Download or read book Philosophy of Mind in the Late Middle Ages and Renaissance written by Stephan Schmid and published by Routledge. This book was released on 2018-07-06 with total page 327 pages. Available in PDF, EPUB and Kindle. Book excerpt: Characterized by many historically significant events, such as the invention of the printing press, the discovery of the New World, and the Protestant Reformation, the years between 1300 and 1600 are a remarkably rich source of ideas about the mind. They witnessed a resurgence of Aristotelianism and Platonism and the development of humanism. However, philosophical understanding of the complex arguments and debates during this period remain difficult to grasp. Philosophy of Mind in the Late Middle Ages and Renaissance provides an outstanding survey of philosophy of mind in this fascinating and still controversial period and examines the thought of figures such as Aquinas, Suárez, and Ficino. Following an introduction by Stephan Schmid, thirteen specially commissioned chapters by an international team of contributors discuss key topics, thinkers, and debates, including: mind and method, the mind and its illnesses, the powers of the soul, Averroism, intentionality and representationalism, theories of (self-)consciousness, will and its freedom, external and internal senses, Renaissance theories of the passions, the mind–body problem and the rise of dualism, and the ‘cognitive turn’. Essential reading for students and researchers in philosophy of mind, medieval philosophy, and the history of philosophy, Philosophy of Mind in the Late Middle Ages and Renaissance is also a valuable resource for those in related disciplines such as religion, literature, and Renaissance studies.

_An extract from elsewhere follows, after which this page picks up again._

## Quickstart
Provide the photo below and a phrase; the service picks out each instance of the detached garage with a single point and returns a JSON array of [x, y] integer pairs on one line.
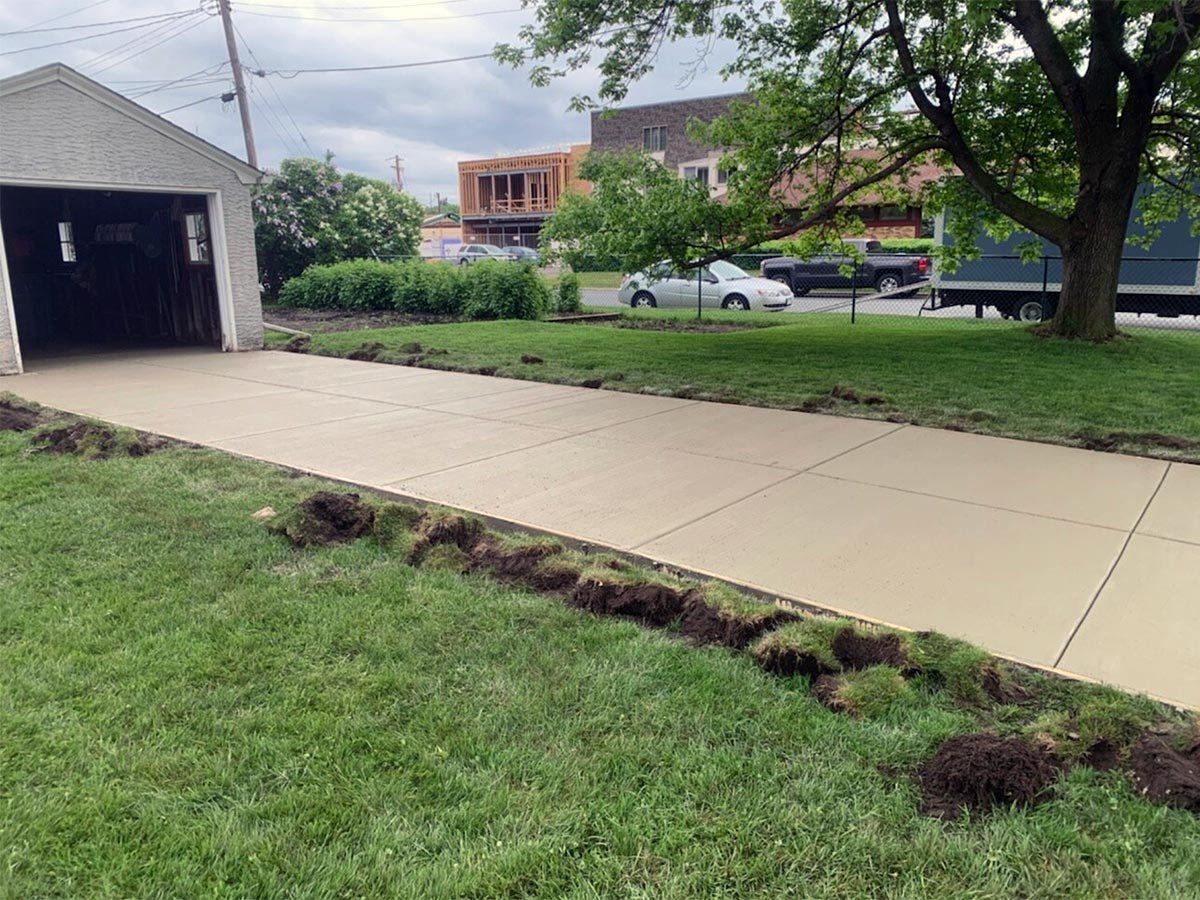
[[118, 229]]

The Impact of Humanism on Western Europe During the Renaissance

Download The Impact of Humanism on Western Europe During the Renaissance PDF Online Free

Author :
Publisher : Routledge
ISBN 13 : 1317870239
Total Pages : 309 pages
Book Rating : 4.3/5 (178 download)

DOWNLOAD NOW!


Book Synopsis The Impact of Humanism on Western Europe During the Renaissance by : A. Goodman

Download or read book The Impact of Humanism on Western Europe During the Renaissance written by A. Goodman and published by Routledge. This book was released on 2014-06-11 with total page 309 pages. Available in PDF, EPUB and Kindle. Book excerpt: An up-to-date synthesis of the spread and impact of humanism in Europe. A team of Renaissance scholars of international reputation including Peter Burke, Sydney Anglo, George Holmes and Geoffrey Elton, offers the student, academic and general reader an up-to-date synthesis of our current understanding of the spread and impact of humanism in Europe. Taken together, these essays throw a new and searching light on the Renaissance as a European phenomenon.